Figure 5: Obstetrician's interference. View Figure 5
The representation shown above refers to the third item, which concerns the obstetrician's interference in the mother-child-family relationship. It is possible to note how the answers that prevail are "enough" and "very much": The question in the questionnaire does not have any negative or positive meaning; despite being formulated in a neutral way, it was interpreted freely by each woman. It is, therefore, difficult to interpret the data collected, since the connotation of each answer cannot be assessed (Figure 6).
Figure 6: Assessment of the psycho-physical wellbeing. View Figure 6
This graph shows the last item of the questionnaire, to which each woman provided an answer before being discharged. This is an overall assessment of the psycho-physical wellbeing achieved during the hospitalisation: 57% of the mothers belonging to the experimental arm said they were "quite" satisfied with the objective achieved, while in 28% of the cases their expectations were completely satisfied.
Post-operative pain control in obstetrics is one of the main goals of gynaecologists and obstetricians who take care of the mother after childbirth. This study shows how important it is to obtain the women's satisfaction in terms of psycho-physical wellbeing, by offering them a complete treatment plan suited to their needs.

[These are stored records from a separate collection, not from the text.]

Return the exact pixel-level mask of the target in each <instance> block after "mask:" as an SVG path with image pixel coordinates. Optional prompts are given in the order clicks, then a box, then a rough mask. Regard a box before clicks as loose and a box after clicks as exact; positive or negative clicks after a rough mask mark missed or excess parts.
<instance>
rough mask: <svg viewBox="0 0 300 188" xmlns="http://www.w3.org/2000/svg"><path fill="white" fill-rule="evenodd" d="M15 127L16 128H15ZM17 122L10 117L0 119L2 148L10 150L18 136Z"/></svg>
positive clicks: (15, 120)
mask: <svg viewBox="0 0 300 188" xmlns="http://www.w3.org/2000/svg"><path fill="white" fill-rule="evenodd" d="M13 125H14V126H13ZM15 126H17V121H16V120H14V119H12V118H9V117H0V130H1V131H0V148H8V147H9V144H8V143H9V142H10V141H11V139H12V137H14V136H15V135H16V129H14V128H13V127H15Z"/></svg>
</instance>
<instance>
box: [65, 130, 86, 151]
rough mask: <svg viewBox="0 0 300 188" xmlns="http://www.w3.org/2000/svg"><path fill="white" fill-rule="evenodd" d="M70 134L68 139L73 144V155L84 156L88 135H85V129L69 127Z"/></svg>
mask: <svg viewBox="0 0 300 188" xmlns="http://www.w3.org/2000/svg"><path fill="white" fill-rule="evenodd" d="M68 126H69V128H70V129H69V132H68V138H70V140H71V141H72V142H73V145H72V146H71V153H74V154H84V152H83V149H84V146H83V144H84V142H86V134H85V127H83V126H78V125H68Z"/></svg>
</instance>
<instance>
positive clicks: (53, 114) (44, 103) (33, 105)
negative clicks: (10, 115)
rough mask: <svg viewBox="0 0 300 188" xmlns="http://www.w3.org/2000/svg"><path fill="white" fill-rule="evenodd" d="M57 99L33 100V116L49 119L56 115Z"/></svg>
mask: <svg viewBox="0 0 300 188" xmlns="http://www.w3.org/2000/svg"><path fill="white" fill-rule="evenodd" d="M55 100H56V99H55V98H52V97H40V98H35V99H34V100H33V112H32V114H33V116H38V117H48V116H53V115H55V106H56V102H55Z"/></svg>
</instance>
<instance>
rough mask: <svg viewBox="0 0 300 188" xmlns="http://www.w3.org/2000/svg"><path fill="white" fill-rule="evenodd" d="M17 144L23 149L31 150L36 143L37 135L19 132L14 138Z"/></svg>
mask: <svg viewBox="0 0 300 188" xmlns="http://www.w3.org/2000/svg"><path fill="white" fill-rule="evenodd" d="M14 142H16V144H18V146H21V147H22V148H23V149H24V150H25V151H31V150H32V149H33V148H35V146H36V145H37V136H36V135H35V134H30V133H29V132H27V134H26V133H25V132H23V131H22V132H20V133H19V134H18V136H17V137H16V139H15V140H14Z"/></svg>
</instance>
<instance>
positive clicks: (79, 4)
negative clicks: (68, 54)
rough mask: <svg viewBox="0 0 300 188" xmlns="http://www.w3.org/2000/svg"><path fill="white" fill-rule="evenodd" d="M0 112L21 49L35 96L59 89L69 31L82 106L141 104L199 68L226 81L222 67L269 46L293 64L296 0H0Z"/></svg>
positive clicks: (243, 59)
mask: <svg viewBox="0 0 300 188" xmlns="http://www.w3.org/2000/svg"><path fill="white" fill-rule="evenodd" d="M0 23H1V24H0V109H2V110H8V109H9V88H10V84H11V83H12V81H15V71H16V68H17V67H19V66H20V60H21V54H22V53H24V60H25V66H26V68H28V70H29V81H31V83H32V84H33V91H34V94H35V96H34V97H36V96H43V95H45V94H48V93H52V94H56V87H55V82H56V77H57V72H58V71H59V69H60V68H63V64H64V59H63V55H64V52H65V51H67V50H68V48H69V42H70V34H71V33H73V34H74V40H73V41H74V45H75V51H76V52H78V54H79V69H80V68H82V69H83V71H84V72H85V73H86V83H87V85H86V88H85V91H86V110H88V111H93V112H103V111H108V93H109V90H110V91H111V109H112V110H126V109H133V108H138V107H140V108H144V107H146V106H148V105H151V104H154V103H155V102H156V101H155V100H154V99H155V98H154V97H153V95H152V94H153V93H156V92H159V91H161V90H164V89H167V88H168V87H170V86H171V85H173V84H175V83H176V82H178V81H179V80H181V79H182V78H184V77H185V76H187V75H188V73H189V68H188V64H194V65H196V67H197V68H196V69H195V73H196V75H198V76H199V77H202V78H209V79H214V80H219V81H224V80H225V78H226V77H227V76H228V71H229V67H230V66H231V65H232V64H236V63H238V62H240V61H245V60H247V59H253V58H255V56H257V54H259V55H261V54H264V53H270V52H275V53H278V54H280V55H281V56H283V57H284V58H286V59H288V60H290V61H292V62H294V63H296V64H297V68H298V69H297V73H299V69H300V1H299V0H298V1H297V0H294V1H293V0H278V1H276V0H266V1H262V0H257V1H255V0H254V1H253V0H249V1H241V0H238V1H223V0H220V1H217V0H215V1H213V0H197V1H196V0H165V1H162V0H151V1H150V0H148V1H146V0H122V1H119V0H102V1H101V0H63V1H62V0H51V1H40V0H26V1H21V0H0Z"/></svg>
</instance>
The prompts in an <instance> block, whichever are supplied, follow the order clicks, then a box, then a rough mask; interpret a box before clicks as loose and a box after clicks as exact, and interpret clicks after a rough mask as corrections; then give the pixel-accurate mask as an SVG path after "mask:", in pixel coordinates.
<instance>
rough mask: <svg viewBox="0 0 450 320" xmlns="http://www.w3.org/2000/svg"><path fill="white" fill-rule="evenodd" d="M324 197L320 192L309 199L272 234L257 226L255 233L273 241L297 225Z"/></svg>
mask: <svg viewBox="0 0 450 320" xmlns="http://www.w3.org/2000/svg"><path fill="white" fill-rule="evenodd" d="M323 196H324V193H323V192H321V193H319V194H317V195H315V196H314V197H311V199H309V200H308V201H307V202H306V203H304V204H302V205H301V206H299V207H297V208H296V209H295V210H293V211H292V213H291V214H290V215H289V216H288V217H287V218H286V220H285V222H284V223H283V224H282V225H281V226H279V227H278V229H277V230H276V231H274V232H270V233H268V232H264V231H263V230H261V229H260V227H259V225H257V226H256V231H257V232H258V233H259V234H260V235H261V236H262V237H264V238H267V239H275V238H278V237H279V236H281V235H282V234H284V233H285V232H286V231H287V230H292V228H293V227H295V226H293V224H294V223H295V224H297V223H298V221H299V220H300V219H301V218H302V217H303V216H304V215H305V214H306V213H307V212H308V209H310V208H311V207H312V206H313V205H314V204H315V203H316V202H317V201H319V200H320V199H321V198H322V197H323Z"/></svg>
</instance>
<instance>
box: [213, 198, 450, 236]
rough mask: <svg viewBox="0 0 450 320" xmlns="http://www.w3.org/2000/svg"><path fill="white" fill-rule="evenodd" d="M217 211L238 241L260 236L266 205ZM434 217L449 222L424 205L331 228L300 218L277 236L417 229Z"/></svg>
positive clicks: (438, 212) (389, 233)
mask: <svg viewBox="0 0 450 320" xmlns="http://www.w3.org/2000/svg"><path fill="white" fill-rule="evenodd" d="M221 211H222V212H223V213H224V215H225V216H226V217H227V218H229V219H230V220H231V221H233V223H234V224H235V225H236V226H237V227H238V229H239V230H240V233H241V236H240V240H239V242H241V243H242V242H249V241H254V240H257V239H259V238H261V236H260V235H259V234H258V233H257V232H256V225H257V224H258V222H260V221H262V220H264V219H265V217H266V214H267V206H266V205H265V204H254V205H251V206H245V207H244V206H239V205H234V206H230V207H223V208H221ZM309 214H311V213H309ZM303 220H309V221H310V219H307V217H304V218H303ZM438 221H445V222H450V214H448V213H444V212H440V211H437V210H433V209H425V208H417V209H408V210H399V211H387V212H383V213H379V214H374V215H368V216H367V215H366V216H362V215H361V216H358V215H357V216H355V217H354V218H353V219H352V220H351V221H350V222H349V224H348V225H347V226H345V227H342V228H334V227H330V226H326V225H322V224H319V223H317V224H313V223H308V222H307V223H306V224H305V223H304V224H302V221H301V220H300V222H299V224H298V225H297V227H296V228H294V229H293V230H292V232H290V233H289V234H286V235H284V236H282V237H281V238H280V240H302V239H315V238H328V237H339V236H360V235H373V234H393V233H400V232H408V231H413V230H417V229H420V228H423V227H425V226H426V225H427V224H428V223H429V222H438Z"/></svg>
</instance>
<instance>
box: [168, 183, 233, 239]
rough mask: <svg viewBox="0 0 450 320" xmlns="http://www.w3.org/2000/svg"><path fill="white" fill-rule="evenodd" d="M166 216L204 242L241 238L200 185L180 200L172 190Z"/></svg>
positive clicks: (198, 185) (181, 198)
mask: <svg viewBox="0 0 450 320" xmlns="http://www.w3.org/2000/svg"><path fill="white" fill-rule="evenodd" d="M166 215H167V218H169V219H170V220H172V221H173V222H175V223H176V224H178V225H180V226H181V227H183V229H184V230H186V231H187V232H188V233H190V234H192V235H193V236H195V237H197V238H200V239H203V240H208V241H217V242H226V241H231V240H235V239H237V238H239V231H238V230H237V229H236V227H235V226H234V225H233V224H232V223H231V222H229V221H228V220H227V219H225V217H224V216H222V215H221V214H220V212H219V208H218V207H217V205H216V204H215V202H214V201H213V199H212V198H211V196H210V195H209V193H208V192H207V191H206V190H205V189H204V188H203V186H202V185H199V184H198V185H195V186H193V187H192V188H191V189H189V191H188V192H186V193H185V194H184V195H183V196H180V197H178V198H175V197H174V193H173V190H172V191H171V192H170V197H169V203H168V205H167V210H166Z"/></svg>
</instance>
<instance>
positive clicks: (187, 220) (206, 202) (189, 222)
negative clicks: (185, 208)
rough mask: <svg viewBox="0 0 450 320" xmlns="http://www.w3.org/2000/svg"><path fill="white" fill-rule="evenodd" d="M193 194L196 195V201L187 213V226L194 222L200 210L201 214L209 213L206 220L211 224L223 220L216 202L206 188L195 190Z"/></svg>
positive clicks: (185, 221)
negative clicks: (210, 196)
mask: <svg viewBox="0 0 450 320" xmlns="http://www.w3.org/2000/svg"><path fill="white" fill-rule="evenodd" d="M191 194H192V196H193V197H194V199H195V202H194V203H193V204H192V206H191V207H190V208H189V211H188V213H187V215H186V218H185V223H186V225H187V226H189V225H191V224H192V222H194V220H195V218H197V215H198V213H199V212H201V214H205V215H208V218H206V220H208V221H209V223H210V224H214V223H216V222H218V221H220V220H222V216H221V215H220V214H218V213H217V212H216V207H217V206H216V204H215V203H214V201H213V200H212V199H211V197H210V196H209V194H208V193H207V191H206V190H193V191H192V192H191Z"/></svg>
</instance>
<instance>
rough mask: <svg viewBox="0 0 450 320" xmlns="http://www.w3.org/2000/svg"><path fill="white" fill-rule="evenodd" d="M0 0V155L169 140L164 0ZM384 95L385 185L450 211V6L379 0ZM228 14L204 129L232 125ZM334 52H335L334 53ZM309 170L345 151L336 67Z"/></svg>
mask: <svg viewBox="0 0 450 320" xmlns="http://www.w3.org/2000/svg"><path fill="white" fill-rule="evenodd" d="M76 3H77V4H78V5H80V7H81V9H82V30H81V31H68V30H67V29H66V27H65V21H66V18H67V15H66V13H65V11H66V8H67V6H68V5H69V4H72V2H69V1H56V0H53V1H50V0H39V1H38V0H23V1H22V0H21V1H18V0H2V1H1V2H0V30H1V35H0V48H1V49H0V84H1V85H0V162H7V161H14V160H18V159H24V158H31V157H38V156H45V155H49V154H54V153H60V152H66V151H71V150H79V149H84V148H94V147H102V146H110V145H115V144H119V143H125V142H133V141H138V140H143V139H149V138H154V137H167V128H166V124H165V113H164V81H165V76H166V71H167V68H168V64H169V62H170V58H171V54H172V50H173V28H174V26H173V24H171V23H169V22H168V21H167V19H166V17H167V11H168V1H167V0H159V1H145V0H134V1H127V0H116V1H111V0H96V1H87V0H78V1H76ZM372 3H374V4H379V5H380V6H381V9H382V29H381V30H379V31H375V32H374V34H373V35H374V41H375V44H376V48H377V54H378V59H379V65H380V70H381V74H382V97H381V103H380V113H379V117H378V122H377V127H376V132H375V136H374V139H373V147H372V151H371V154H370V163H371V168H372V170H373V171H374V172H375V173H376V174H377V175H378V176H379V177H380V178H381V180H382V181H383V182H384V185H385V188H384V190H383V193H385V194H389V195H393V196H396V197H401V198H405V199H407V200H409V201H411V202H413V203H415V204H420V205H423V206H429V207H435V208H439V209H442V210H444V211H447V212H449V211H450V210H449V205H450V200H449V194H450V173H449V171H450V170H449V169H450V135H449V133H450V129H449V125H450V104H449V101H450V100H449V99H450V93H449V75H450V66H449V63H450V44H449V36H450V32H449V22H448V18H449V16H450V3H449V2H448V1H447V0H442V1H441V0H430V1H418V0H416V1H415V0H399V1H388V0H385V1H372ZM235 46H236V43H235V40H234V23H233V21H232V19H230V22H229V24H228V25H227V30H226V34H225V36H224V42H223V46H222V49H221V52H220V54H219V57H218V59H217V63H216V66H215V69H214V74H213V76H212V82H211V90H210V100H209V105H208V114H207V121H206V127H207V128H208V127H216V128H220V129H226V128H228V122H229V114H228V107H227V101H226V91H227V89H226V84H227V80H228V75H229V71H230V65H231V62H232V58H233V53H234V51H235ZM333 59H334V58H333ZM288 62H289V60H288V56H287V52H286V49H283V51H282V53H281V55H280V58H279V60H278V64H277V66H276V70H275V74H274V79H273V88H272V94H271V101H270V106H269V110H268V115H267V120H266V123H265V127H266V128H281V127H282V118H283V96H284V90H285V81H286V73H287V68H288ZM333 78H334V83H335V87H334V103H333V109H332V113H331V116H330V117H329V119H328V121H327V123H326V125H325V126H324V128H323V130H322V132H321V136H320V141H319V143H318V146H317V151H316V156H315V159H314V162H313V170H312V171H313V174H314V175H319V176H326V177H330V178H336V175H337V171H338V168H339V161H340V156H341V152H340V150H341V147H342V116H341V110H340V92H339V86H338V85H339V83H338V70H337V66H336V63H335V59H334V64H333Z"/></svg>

The purpose of analgesic treatment is to avoid the onset of chronic pain and post-partum depression and to ensure rapid recovery of the basic functions of every woman. Although the data obtained cannot yet be extended to the general population, the analysis conducted is a starting point for the development of future studies, for a detailed study of the topic. Furthermore, the results obtained by the study tell us that the most delicate moment for women after C-Section is the first day: maybe this could be related to an increased mobilization, that may cause pain to women, normally in the laparotomic incision or in the uterus.
This study's aim is to let us think about how important is our help to women after Caesarean Section: All specialists must provide these patients the most accurate supervision they can, in order to discharge independent women who can take care to their babies or themselves on their own.
Lastly, this could be a very important starting point for the future, but more researches are necessary to examine in depth the "pain problem". We think that the purpose of all these studies could be the total wellness of women. We know it's almost impossible to obtain the 100% wellbeing of patients, but we can at least minimize their painful symptoms.
Analysing the results obtained, it may be noted that it is during the 24 hours following the surgery that the most adequate pain control is required: In this phase, the mother reports a higher level of pain, presumably due to increased mobilisation and recovery of the physiological functions. This is why, in both the samples studied, the treatment plan used on the 1st day does not seem to be sufficient to obtain psycho-physical wellbeing of the woman. Although on this day the hourly analgesic treatment ensures greater relief from pain, another strategy that can be put in place to ensure adequate analgesia for the new mother is yet to be examined. However, on the other days of hospitalisation, the results obtained with the two treatment plans are superimposable: The women reported wellbeing with treatment with NSAIDS as needed as well as the hourly multimodal treatment.